Всех ожидает одна ночь. Записки Ларионова. Рассказы | страница 80



— Божественная, — закричал он, — отойдите от двери, простудитесь!

Он осторожно расстегнул шинель и достал из-за пазухи попугая. Полупридушенная птица испуганно дергала головой и трепыхалась. Екатерина Алексеевна захлопала в ладоши.

— Что это? Боже, что это?

Белолобов стал уверять, что попугай говорящий, и после долгих усилий, действительно, в его невнятном щебетании мы не без труда различили vita brevis, ars longa.[22] Вспотевший от усердия Белолобов был совершенно счастлив.

— Вы не поверите, господа, три месяца долбил с ним одно и то же, три месяца!

Помню, в один вечер Екатерина Алексеевна была не в духе, сидела грустная, скучная, куталась в шаль и ни на кого не смотрела. Белолобов сказал, что знает средство победить ее хандру.

— Господа! — закричал он, вскочив на стул. — Мы сейчас устроим tableaux vivant![23]

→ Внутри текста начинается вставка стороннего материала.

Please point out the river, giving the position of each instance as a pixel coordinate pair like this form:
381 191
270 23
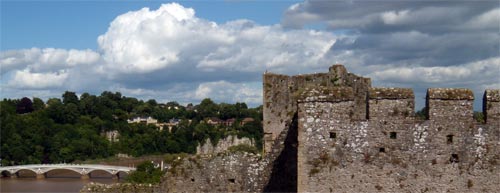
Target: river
48 184
56 181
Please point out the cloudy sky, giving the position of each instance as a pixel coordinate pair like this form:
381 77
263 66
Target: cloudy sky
189 50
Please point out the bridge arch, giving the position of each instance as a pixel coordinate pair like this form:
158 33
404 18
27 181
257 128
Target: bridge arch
41 170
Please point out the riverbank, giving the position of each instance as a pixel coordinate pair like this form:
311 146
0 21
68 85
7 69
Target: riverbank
119 188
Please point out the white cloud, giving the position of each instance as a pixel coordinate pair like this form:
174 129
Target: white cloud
230 92
171 54
479 72
46 60
147 41
28 80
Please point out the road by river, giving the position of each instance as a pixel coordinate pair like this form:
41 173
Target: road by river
57 181
48 184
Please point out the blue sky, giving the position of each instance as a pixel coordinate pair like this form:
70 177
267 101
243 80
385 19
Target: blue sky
187 50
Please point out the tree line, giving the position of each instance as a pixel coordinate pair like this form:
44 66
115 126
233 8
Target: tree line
72 128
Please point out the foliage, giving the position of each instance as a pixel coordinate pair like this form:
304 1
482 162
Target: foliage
73 128
243 148
145 173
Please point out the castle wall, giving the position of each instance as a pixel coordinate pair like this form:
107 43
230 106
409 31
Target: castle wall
449 104
491 106
277 104
239 172
222 144
365 156
387 103
280 96
332 132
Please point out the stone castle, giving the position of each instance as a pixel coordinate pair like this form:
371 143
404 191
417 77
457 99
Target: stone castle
333 132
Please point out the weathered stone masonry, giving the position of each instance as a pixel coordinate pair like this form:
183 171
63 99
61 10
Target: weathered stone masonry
333 132
389 150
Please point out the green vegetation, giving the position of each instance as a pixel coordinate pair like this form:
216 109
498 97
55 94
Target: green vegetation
73 128
146 173
243 148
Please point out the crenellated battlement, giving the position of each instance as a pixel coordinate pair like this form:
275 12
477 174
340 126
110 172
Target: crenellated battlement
348 126
282 93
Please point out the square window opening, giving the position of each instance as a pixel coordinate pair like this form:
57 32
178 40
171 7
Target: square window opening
333 135
393 135
454 158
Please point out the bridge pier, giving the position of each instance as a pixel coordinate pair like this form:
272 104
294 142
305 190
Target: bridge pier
116 176
40 176
85 176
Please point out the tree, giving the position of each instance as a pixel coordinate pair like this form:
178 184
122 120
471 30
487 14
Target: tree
70 97
38 104
207 108
146 173
24 106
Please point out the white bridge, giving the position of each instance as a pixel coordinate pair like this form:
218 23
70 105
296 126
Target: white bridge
84 169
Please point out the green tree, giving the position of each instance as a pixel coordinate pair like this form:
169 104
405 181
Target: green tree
70 97
24 106
146 173
38 104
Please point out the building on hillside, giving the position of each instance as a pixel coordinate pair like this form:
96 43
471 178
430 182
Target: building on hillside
112 136
246 120
145 120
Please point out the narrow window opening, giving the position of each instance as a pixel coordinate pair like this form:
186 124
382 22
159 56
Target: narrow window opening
454 158
393 135
333 135
449 139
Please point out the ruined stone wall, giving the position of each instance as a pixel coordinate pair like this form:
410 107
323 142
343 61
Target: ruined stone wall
491 106
240 172
277 104
386 103
222 145
393 152
332 132
281 92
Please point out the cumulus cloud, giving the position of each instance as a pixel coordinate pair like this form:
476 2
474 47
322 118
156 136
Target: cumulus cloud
171 54
148 41
231 92
416 44
28 80
45 60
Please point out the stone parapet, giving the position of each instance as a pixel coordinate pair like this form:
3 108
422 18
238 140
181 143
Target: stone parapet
390 93
325 94
450 93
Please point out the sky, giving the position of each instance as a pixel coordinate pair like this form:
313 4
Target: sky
186 51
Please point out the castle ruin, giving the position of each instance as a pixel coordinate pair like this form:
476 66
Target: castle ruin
333 132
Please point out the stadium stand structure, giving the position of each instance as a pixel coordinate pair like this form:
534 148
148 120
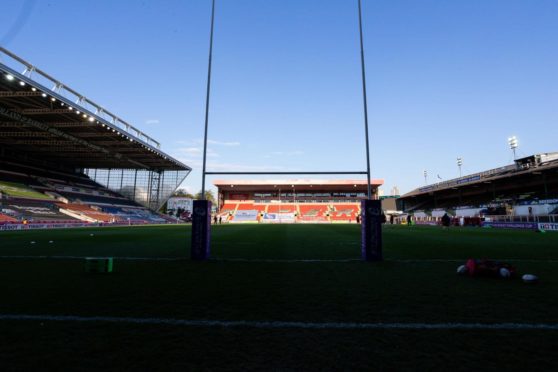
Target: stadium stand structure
521 192
290 201
65 159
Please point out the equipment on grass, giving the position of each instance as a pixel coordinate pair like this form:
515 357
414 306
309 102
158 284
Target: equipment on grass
98 264
489 268
530 278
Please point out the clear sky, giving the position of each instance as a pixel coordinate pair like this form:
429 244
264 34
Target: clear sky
445 79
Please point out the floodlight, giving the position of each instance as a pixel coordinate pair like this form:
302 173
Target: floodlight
513 142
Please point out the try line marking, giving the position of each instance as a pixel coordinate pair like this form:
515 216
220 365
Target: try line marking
282 325
270 260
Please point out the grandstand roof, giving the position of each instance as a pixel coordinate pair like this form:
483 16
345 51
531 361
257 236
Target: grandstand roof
263 185
532 176
59 125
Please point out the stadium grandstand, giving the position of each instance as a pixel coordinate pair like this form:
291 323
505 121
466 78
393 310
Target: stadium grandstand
64 160
523 192
290 201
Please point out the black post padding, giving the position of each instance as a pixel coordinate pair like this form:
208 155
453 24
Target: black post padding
371 227
201 230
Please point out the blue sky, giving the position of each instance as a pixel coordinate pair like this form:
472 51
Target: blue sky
445 79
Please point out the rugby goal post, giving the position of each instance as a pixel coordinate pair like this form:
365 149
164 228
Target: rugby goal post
371 221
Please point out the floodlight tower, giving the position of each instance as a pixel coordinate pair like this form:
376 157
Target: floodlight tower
512 141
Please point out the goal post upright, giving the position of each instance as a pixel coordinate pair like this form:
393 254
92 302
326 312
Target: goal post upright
201 216
371 225
371 210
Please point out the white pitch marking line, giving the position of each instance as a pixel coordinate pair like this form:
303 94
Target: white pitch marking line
271 260
282 325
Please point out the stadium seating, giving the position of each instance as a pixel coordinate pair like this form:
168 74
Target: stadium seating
133 215
4 218
313 212
84 212
344 212
246 216
34 211
281 208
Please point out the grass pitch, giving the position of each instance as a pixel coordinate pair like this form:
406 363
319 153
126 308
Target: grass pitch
259 274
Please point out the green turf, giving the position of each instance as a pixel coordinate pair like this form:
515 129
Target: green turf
416 283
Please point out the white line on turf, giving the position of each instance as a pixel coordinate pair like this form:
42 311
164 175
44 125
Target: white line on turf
271 260
282 325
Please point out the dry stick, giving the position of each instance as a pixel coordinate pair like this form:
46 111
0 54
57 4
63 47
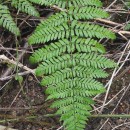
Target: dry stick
117 105
115 72
8 71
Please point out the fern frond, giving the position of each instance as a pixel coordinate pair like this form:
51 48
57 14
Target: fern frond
72 59
25 6
7 21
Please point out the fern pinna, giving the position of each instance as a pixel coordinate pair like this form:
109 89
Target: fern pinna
72 58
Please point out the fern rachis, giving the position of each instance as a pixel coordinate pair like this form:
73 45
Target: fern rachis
73 59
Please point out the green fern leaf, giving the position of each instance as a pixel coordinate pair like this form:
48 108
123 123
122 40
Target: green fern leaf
72 59
7 21
25 6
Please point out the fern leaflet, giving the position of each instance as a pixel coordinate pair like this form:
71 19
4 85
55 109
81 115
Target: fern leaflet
72 58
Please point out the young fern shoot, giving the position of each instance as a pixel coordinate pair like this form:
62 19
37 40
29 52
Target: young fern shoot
72 58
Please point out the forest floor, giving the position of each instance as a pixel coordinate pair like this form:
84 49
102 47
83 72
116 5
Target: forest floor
22 102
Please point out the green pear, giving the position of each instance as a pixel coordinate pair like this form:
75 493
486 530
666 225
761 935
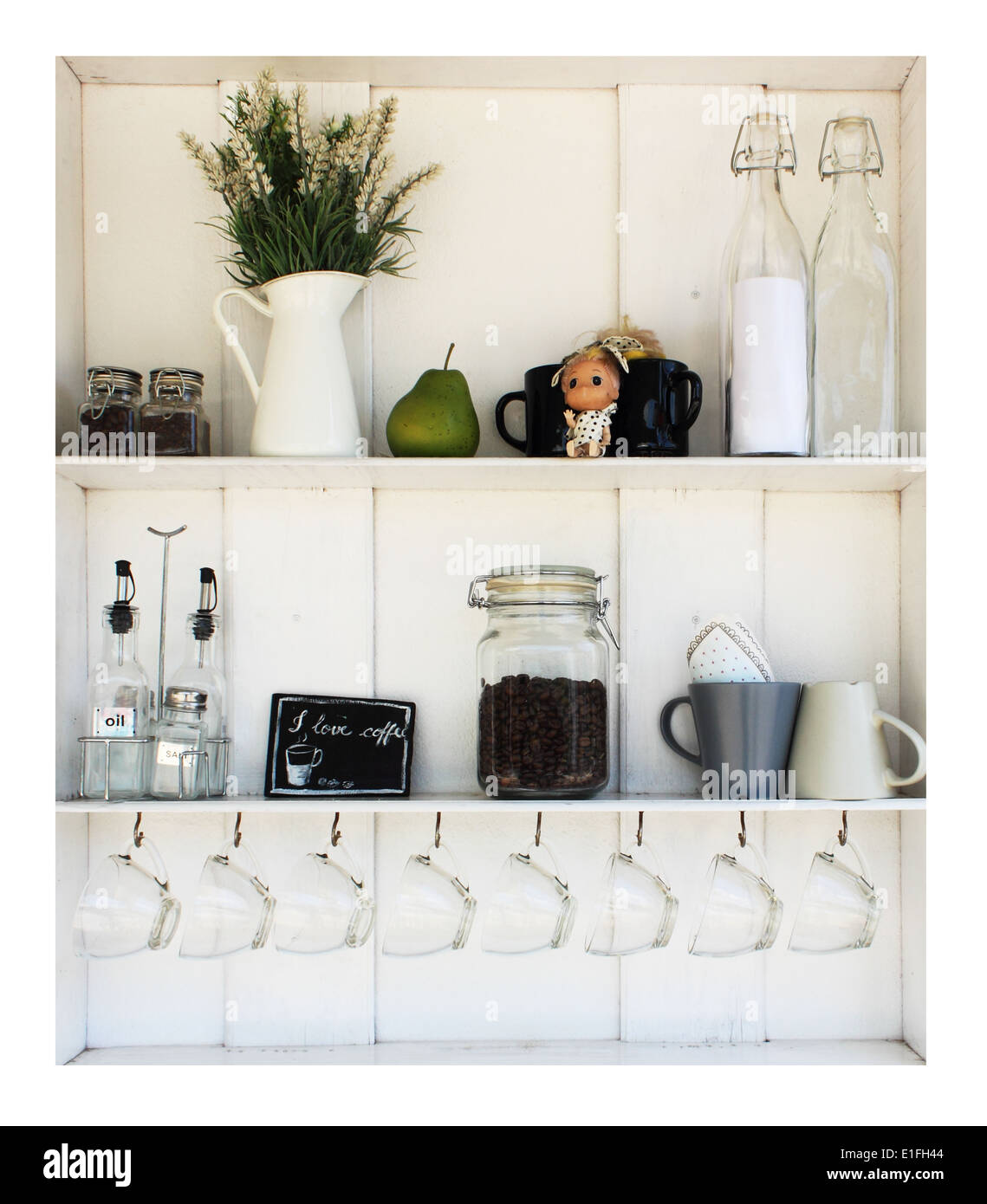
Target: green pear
435 417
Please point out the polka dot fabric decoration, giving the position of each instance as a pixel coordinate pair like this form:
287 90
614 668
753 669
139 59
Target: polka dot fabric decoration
725 651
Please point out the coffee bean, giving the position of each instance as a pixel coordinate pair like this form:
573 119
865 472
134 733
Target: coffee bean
542 735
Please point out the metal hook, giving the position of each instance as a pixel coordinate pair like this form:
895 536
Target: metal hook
168 536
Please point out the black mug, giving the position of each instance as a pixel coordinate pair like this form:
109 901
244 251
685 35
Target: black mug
659 401
743 726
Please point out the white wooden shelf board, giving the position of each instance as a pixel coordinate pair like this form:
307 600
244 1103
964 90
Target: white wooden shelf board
795 1052
425 803
839 475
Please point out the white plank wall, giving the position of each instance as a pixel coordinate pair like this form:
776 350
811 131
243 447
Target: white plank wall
912 265
298 608
151 262
70 298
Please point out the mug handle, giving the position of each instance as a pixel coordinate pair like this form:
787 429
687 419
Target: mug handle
891 778
834 843
340 854
542 845
762 864
456 871
696 395
657 861
160 872
499 419
664 722
247 851
229 333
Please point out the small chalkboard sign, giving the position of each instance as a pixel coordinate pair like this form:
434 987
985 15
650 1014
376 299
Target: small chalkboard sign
323 748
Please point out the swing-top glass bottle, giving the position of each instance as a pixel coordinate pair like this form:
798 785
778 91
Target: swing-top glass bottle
854 301
764 302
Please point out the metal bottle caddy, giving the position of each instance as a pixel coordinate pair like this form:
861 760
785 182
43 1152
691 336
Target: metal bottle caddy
215 754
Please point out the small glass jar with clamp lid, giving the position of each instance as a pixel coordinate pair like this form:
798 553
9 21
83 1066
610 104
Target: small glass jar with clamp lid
179 752
543 675
173 413
108 418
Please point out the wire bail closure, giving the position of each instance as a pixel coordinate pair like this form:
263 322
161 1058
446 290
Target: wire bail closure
785 157
873 163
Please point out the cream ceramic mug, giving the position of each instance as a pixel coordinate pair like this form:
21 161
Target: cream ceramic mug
839 749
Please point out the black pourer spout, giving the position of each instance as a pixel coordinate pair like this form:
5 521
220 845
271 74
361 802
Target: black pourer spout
122 615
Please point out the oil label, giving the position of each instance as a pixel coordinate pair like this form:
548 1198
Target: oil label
114 720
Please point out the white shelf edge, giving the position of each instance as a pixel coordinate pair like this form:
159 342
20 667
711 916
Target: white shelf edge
868 475
614 1052
425 803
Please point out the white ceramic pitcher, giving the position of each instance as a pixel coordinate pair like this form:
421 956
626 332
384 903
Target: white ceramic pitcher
305 404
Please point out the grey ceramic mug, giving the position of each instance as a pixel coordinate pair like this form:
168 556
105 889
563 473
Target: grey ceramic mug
745 734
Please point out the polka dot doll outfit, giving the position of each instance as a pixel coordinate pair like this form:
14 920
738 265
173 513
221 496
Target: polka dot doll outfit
591 425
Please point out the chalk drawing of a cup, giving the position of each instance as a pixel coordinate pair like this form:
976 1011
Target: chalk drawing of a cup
302 760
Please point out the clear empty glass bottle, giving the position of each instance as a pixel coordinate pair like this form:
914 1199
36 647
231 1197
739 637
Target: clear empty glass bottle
854 301
764 303
179 769
120 703
108 418
543 675
173 413
200 670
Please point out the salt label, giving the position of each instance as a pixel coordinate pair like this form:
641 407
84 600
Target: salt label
769 385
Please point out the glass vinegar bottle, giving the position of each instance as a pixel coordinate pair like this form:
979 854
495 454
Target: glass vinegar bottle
764 303
200 670
854 302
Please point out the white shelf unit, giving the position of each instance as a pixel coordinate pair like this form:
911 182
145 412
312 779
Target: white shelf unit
351 577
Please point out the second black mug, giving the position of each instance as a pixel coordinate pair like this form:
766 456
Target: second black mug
659 401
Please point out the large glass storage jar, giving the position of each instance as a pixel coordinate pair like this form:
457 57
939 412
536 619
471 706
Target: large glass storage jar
543 673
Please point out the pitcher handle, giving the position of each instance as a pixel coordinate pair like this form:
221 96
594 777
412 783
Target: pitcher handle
891 778
229 333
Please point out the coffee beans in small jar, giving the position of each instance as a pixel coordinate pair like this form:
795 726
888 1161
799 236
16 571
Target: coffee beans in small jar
108 417
173 413
542 669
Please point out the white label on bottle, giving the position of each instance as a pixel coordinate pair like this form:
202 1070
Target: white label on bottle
114 722
769 388
170 754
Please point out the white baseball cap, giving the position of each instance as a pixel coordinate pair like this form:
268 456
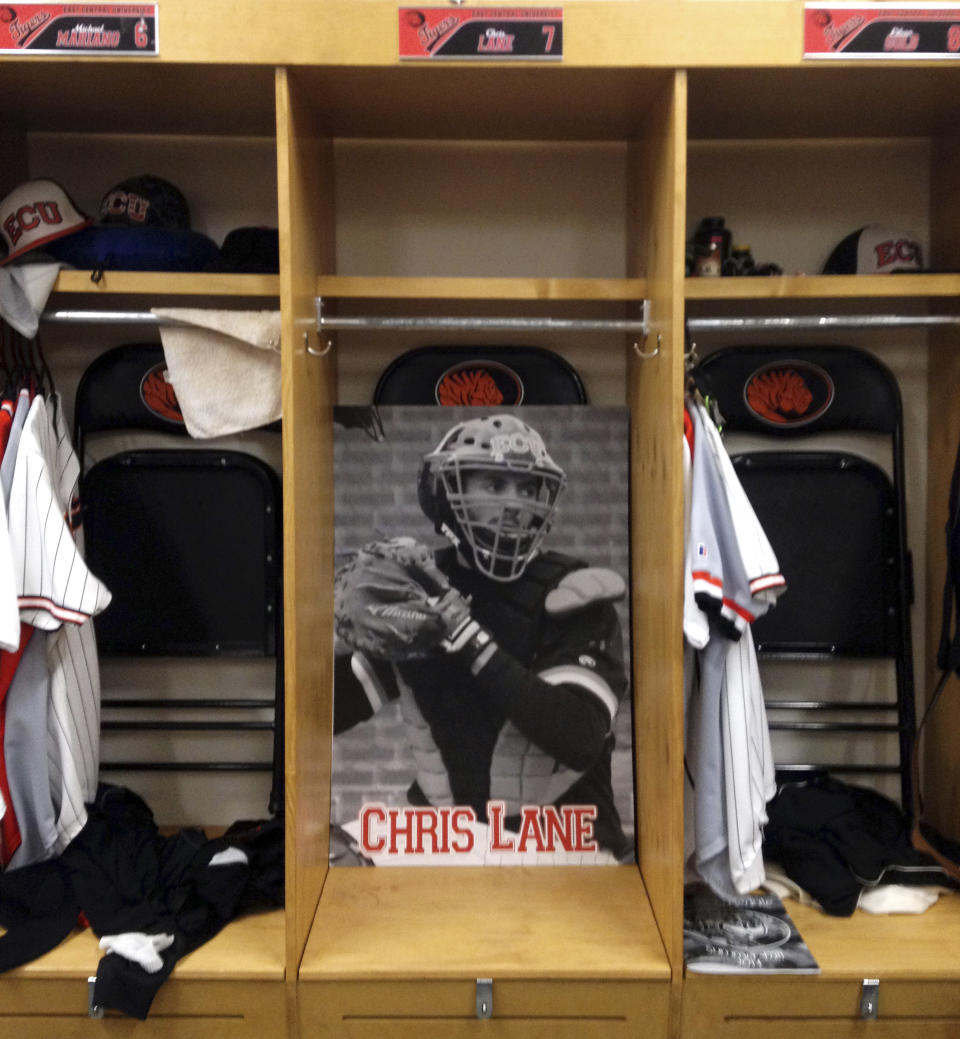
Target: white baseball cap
34 213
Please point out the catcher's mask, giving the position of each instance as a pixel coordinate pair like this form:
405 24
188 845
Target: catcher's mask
491 488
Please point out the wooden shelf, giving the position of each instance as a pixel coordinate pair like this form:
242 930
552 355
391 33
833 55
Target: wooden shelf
532 289
887 947
823 287
537 922
167 284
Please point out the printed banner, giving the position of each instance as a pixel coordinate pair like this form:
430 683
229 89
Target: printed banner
881 30
79 29
471 33
482 708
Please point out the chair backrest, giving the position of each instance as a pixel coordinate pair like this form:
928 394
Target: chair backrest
187 537
836 521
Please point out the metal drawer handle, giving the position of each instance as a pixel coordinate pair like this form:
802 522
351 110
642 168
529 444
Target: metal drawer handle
870 998
484 997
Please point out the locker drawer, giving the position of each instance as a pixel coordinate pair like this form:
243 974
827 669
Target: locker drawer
817 1008
182 1009
442 1009
232 987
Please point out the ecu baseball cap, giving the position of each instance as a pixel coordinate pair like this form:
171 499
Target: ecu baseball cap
34 214
145 202
143 225
875 249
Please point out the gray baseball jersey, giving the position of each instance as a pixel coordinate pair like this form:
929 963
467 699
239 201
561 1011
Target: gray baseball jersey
735 578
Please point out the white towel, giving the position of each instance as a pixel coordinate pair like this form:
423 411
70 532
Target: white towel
224 367
24 290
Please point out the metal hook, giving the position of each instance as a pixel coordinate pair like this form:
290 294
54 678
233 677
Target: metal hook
652 353
314 352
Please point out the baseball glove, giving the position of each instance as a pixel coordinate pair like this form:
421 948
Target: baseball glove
391 602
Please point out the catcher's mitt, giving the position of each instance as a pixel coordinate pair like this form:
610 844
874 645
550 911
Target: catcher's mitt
391 602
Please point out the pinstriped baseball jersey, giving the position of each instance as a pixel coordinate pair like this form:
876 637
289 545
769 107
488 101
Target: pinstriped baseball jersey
9 829
25 753
73 717
728 755
9 613
54 583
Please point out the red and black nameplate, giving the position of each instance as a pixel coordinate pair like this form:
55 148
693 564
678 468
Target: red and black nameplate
471 33
881 30
79 29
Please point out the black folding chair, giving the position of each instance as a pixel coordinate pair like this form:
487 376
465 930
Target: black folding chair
187 538
836 521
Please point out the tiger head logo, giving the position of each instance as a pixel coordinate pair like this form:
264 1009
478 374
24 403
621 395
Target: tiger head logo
789 393
479 382
159 399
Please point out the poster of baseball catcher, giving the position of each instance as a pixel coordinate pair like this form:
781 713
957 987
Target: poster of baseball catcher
481 698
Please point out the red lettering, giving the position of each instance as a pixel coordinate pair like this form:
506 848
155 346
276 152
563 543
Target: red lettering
462 821
12 229
368 813
49 212
495 814
397 830
530 828
22 217
584 817
557 827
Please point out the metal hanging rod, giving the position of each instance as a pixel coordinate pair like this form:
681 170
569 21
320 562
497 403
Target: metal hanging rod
336 323
815 322
103 317
640 326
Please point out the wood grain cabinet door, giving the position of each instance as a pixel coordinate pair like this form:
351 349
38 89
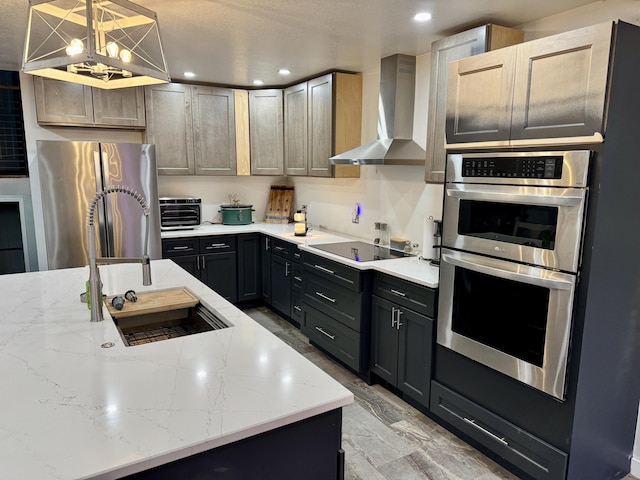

Оставив Екатерину Алексеевну в одиночестве в гостиной, мы вышли в пустую столовую и стали совещаться. В конце концов решили изобразить «Мать Гракхов». Белолобов настаивал, чтобы матерью был Орехов, но тот наотрез отказывался. Он вообще терпел все эти затеи, что называется, со скрежетом зубовным. В конце концов его уломали. Белолобов велел комнатной девушке принести простыни, и мы стали наряжаться.

Несколько раз Екатерина Алексеевна принималась стучать в дверь:

— Ну, скоро вы там? Да пустите же! Боже, чему можно так дико смеяться?

Белолобов бросался к дверям.

— Еще мгновение, Екатерина Алексеевна! Минуту терпения, только минуту!

Наконец, краснея, хихикая, прячась друг за друга, мы вышли в гостиную. Там ее не было. Только сползла при нашем появлении с кресла на пол, будто живая, оставленная шаль.

Комнатная девушка сказала, что у Екатерины Алексеевны разболелась голова и что она больше не выйдет.

Разошлись молча, не глядя друг на друга. Белолобов был обиженный, злой и когда срывал с себя одеяние Гракха, разодрал кожу на руке о булавку.

Иногда с Екатериной Алексеевной было легко, но часто на нее что-то нападало, и она делалась невыносимой. Она жаловалась, что зимой все время зябнет и никак не может согреться в этом городе, где сугробы да кабаки, в церквах сырость и холод. В такие дни она становилась капризна, позволяла себе безобразные вещи. Помню, как при мне, лежа на диване с платком на лбу, она выбила у горничной стакан с водой, которая показалась ей теплой, и стакан разбился вдребезги на паркете. В такие минуты это был совсем другой человек, от нее веяло холодом, она отталкивала, пугала. Движения ее становились нервны, слова резки, злы, и рядом с ней делалось тревожно, неуютно.